2019 looks to be a year of change and going cashless. JR East is swapping out old reserve seat ticket machines with new ones that only take credit cards and transit cards (Suica, PASMO, etc.). This sign in Ikebukuro station says the last day for cash purchases is February 27, cashless operation starts March 1. From this date customers who want to buy reserve seat ticket purchases with cash have to line up at JR Ticket Offices (Midori-no-madoguchi) and at Travel Service Centers (View Plaza).

It will be interesting to see if the new machines will use the ‘smart bin’ design approach that accepts both plastic cards and smartphones for Apple Pay Suica, etc.

Free Mobile Suica for Everybody in 2020

JR East announced the end of the Mobile Suica ¥1030 annual membership fee for all Android devices on February 26 2020. Mobile Suica is free for Apple Pay users. JR East also announced the end of Symbian OS feature phone support with most devices being cut off from Mobile Suica on February 25 2020, and the rest following on December 22 2020 along with some Android devices.

All of the ‘offed’ devices can still use Suica for transit and purchases but are limited to cash recharge which can be done at station kiosks and any convenience store. Users who want to keep their Mobile Suica account will have to migrate to an eligible Apple or Android device.

JR East is also terminating Mobile Suica Shinkansen e-ticket purchases this year and will replace it with a new service similar to JR Central’s Smart EX. Details should be coming soon.

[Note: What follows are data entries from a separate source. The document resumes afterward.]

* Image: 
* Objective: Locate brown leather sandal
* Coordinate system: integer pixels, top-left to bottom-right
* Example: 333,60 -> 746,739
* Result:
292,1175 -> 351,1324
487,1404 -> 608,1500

All in all it looks like JR East is clearing the Mobile Suica deck for the 2021 Super Suica launch.

Apple Pay Smart Octopus and the iOS 12.1.3 Release Window (U)

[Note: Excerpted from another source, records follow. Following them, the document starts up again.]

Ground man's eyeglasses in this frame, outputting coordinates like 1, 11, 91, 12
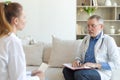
87, 24, 100, 28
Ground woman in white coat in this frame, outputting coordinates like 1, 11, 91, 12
63, 15, 120, 80
0, 1, 44, 80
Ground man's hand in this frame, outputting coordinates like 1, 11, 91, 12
72, 60, 81, 67
82, 62, 101, 69
32, 70, 45, 80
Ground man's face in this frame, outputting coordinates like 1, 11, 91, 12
87, 18, 103, 37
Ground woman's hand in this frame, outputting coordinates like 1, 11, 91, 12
32, 70, 45, 80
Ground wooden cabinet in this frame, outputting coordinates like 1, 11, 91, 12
76, 0, 120, 46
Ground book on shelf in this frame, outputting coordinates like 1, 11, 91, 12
63, 63, 91, 70
92, 0, 98, 6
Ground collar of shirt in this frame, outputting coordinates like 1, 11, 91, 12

JR East posted a special maintenance schedule this month for Mobile Suica on 1/15, 1/22 and 1/28. The work appears concentrated on the Suica Recharge backend which hopefully points to improved Apple Pay Suica Recharge performance.

I think it also points to something else: a iOS 12.1.3 release with Apple Pay Smart Octopus/Hong Kong transit directions for Apple Maps service around January 29 Cupertino time, early am January 30 in Hong Kong. The timing fits with a full beta test cycle wrap up but more importantly it fits as a kickoff for the Chinese New Year vacation period, good news for an important market to Tim Cook who desperately needs some good news right now.

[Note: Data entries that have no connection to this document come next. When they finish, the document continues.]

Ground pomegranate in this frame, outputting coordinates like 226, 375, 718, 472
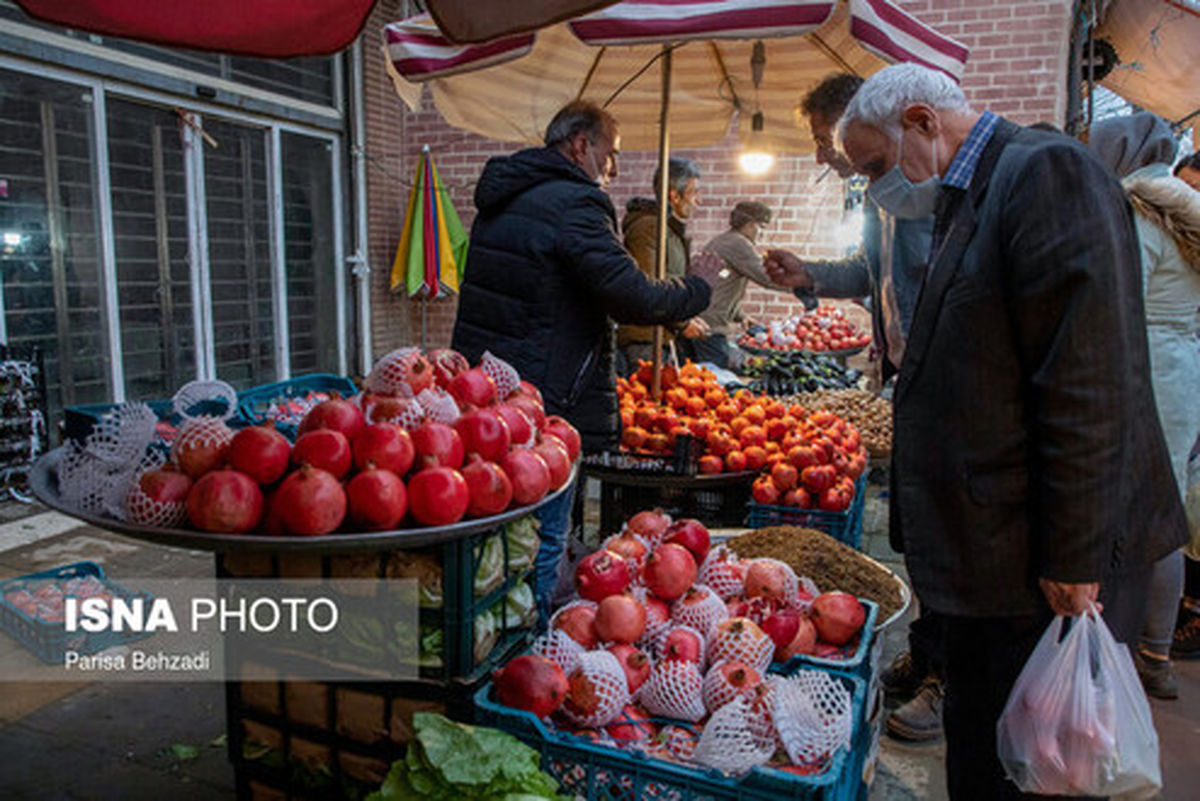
643, 543, 698, 601
605, 704, 656, 741
507, 395, 546, 431
543, 415, 581, 461
670, 585, 729, 638
574, 550, 632, 602
640, 659, 706, 722
701, 660, 762, 713
126, 467, 193, 527
663, 518, 711, 564
460, 457, 513, 517
362, 393, 424, 429
810, 591, 866, 646
292, 428, 353, 479
410, 421, 465, 470
352, 423, 415, 475
259, 488, 285, 535
298, 398, 365, 440
725, 596, 780, 625
500, 449, 551, 506
661, 626, 704, 664
698, 548, 745, 600
345, 466, 407, 531
603, 530, 648, 564
495, 404, 534, 447
447, 367, 497, 410
777, 616, 818, 660
172, 417, 234, 478
492, 655, 568, 718
760, 608, 802, 657
626, 508, 671, 546
390, 349, 435, 394
407, 466, 470, 526
273, 465, 346, 535
426, 347, 470, 388
532, 437, 572, 490
510, 380, 544, 406
553, 603, 599, 649
454, 408, 511, 463
227, 425, 291, 485
743, 559, 792, 604
186, 469, 263, 533
594, 594, 647, 644
606, 644, 652, 693
708, 617, 775, 673
561, 651, 629, 728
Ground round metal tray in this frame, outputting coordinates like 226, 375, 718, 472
31, 448, 575, 554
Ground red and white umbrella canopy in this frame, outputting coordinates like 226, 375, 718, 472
385, 0, 968, 152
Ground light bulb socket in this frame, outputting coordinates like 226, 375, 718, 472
751, 110, 765, 133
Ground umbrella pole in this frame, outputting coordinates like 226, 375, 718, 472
651, 45, 672, 401
421, 297, 427, 349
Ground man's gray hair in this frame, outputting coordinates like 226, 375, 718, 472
653, 157, 701, 198
838, 63, 968, 142
544, 100, 617, 148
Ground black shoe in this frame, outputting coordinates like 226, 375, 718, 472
1134, 651, 1179, 700
1172, 610, 1200, 660
880, 651, 927, 699
886, 679, 944, 742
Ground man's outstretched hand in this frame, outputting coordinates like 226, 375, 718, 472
763, 249, 815, 289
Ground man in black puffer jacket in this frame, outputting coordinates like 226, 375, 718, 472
452, 101, 710, 618
452, 101, 711, 452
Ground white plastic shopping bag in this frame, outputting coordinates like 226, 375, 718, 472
997, 608, 1161, 796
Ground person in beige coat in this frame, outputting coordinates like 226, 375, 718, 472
1090, 112, 1200, 698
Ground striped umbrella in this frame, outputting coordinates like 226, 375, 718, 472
390, 146, 468, 299
383, 0, 969, 154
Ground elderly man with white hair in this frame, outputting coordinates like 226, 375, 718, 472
770, 63, 1187, 799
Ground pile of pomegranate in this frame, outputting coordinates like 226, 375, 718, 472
124, 347, 581, 535
738, 304, 870, 353
617, 363, 866, 512
491, 508, 869, 772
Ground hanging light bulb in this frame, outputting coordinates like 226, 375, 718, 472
739, 110, 775, 176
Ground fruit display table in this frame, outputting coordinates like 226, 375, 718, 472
31, 450, 575, 800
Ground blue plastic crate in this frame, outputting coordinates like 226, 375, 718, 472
475, 668, 865, 800
0, 561, 154, 664
744, 474, 868, 549
236, 373, 358, 440
772, 599, 879, 685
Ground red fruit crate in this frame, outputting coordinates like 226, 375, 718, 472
745, 474, 868, 549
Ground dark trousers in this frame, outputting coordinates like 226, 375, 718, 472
1186, 553, 1200, 599
908, 609, 944, 680
940, 573, 1148, 801
690, 334, 730, 368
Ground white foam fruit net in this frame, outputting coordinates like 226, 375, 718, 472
480, 350, 520, 398
708, 619, 775, 675
416, 387, 461, 425
172, 379, 238, 421
531, 629, 586, 675
701, 659, 760, 714
653, 624, 706, 669
561, 650, 630, 728
698, 545, 745, 601
364, 394, 425, 430
694, 696, 776, 774
601, 530, 651, 565
769, 671, 853, 766
743, 557, 801, 609
796, 575, 821, 614
632, 587, 672, 656
670, 584, 729, 638
59, 403, 160, 519
171, 415, 235, 465
637, 658, 705, 722
363, 347, 420, 396
549, 599, 599, 650
125, 466, 185, 528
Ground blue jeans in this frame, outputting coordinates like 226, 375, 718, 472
534, 475, 577, 623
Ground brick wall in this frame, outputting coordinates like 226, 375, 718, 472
360, 0, 1074, 355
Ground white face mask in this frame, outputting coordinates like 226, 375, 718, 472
869, 130, 940, 219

Go for it Tim! It will undoubtedly help Apple sell more global FeliCa iPhones because Smart Octopus on Apple Pay is a great marketing angle for the iPhone XR/XS models with Express Card power reserve and bulletproofed FeliCa performance. I have yet to experience a single Apple Pay Suica gate error from my iPhone XS with daily use since the launch date.

Update
It occurred to me after posting the above that Apple has introduced transit cards and the technology behind them with larger point releases: iOS 10.1 for Suica (FeliCa) and iOS 11.3 for Beijing and Shanghai Transit cards (Apple flavored PBOC 2.0 ED/EP). In this scenario iOS 12.2 is the logical starting point for Smart Octopus on Apple Pay. However, Octopus is FeliCa which has been part of Apple Pay for over 2 years, Apple has ample engineering and testing experience with the technology to add Smart Octopus with a smaller point release, or none at all which was the case with contactless student ID cards.

Update 2
The original source reports pointed to an end of January rollout, now that iOS 12.1.3 is released we will see how it plays out between now and iOS 12.2. Considering the Apple Pay Suica launch meltdown on iOS 10.1 update day, Apple would be wise to launch on a quiet network day as Smart Octopus Apple Pay day 1 user additions will far outstrip any regular credit card Apple Pay rollout, the use profile for prepaid transit cards is very different.

Update 3
It looks like we’ll have to wait a while longer for Smart Octopus on Apple Pay.